Risk-Adjusted Performance

6 of 100

 
Weak
 
Strong
OK
Compared to the overall equity markets, risk-adjusted returns on investments in Sonos Inc are ranked lower than 6 (%) of all global equities and portfolios over the last 90 days. In spite of very conflicting basic indicators, Sonos may actually be approaching a critical reversion point that can send shares even higher in January 2025.
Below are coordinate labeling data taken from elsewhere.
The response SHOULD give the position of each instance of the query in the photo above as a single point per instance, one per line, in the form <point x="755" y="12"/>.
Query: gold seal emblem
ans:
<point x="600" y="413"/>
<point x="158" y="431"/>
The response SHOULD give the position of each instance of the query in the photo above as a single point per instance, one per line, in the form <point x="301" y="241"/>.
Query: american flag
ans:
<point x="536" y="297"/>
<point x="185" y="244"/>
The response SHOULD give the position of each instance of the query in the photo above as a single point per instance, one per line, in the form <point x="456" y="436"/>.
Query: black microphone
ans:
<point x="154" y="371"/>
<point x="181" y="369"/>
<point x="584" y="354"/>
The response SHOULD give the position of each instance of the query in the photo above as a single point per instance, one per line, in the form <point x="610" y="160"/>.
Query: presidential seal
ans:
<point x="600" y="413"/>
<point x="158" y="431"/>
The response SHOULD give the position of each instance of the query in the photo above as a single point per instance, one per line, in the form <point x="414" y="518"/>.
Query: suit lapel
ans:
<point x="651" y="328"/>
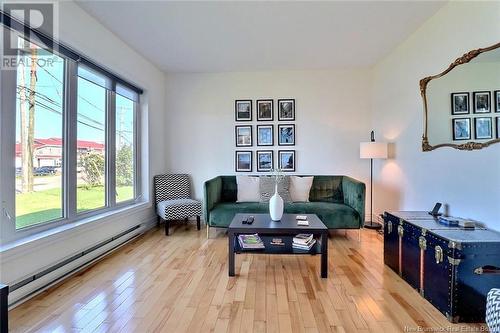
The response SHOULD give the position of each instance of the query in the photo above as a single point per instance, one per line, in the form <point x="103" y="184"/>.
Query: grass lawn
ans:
<point x="37" y="207"/>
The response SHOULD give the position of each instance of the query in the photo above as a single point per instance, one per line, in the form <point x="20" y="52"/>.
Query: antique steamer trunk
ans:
<point x="452" y="268"/>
Zhihu and Sonos Volatility Contrast

   Predicted Return Density   
       Returns  

Pair Trading with Zhihu and Sonos

The main advantage of trading using opposite Zhihu and Sonos positions is that it hedges away some unsystematic risk. Because of two separate transactions, even if Zhihu position performs unexpectedly, Sonos can make up some of the losses. Pair trading also minimizes risk from directional movements in the market. For example, if an entire industry or sector drops because of unexpected headlines, the short position in Sonos will offset losses from the drop in Sonos' long position.
The idea behind Zhihu Inc ADR and Sonos Inc pairs trading is to make the combined position market-neutral, meaning the overall market's direction will not affect its win or loss (or potential downside or upside). This can be achieved by designing a pairs trade with two highly correlated stocks or equities that operate in a similar space or sector, making it possible to obtain profits through simple and relatively low-risk investment.
Check out your portfolio center.
Note that this page's information should be used as a complementary analysis to find the right mix of equity instruments to add to your existing portfolios or create a brand new portfolio. You can also try the Watchlist Optimization module to optimize watchlists to build efficient portfolios or rebalance existing positions based on the mean-variance optimization algorithm.